Aku bertelanjang di depan cermin,
tiba-tiba lahir keinginan untuk
mengatakan kekasihku cantik hari ini.
Aku memiliki hasrat untuk mencumbunya seperti bayi yang selalu lapar pada puting susu ibu.
Aku ingin sarapan bersama kekasihku.
Di meja makan aku menunggunya,
lalu kami bicara perihal cuaca di luar.
Pekarangan di depan rumah dijatuhi langit yang runtuh. Permukaannya seperti lengan yang melingkar di pundakku, yang terasa semakin dingin dan dingin.

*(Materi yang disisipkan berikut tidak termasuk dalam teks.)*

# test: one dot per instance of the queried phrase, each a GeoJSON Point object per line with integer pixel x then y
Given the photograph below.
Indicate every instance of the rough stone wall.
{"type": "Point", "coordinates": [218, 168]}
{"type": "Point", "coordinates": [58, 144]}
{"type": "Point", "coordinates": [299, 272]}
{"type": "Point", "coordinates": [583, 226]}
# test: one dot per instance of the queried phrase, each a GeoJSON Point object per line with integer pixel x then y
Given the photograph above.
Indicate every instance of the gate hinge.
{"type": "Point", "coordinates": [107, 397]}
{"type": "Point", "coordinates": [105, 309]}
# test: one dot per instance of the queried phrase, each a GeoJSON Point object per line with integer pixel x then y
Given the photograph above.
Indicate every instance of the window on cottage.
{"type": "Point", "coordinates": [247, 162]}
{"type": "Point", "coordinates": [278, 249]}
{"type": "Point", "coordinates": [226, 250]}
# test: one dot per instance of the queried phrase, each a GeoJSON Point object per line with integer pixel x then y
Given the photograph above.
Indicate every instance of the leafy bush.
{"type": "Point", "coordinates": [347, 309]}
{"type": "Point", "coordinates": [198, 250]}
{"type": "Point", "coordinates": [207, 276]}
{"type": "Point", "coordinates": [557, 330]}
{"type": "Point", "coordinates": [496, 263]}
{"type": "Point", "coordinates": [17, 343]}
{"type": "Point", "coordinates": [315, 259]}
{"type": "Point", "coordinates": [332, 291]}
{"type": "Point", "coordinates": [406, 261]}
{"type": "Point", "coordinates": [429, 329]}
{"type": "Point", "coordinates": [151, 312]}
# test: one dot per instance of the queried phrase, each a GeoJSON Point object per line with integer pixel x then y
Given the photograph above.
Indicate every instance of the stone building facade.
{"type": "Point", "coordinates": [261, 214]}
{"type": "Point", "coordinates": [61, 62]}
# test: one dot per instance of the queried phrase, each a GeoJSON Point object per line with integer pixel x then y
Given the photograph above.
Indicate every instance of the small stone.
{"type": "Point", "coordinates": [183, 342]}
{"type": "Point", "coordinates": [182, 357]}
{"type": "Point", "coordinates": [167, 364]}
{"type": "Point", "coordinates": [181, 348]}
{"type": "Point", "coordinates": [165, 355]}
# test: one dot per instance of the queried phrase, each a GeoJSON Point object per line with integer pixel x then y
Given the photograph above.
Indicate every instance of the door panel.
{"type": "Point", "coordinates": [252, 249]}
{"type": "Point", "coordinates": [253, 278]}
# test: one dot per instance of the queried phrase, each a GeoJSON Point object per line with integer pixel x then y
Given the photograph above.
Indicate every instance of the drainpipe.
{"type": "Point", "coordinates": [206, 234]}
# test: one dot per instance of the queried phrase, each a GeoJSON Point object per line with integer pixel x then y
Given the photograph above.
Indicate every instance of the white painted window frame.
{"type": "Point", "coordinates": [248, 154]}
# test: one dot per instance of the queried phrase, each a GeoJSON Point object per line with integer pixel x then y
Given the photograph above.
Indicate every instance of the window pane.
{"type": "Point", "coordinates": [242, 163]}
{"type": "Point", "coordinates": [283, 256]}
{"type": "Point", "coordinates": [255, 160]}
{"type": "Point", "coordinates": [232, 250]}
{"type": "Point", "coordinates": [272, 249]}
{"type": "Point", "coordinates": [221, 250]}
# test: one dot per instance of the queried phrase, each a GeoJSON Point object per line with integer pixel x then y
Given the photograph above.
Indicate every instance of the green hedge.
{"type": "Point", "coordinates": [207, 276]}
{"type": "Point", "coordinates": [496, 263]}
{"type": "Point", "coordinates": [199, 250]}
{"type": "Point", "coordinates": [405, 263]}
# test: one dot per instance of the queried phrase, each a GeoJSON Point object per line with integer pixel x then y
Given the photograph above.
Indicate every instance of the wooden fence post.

Kekasihku adalah lautan lepas tanpa ada kapal yang mau berlayar. Kekasihku ialah awan sebelum dan sesudah hujan memeluk pepohonan. Kekasihku jalan raya di waktu senja saat lampu-lampu mulai menyala.
Kekasihku kenangan, atau luka yang terjebak oleh cairan obat merah. Rusuknya tercipta dari udara-udara dingin yang menggosok punggung manusia seperti badai.
Sebelum tidur, aku sering berbincang dengannya. Kekasihku, ia memang cantik, tapi sesekali aku ingin ia pergi. Karena kekasihku semakin jalang dan menikam saat larut malam.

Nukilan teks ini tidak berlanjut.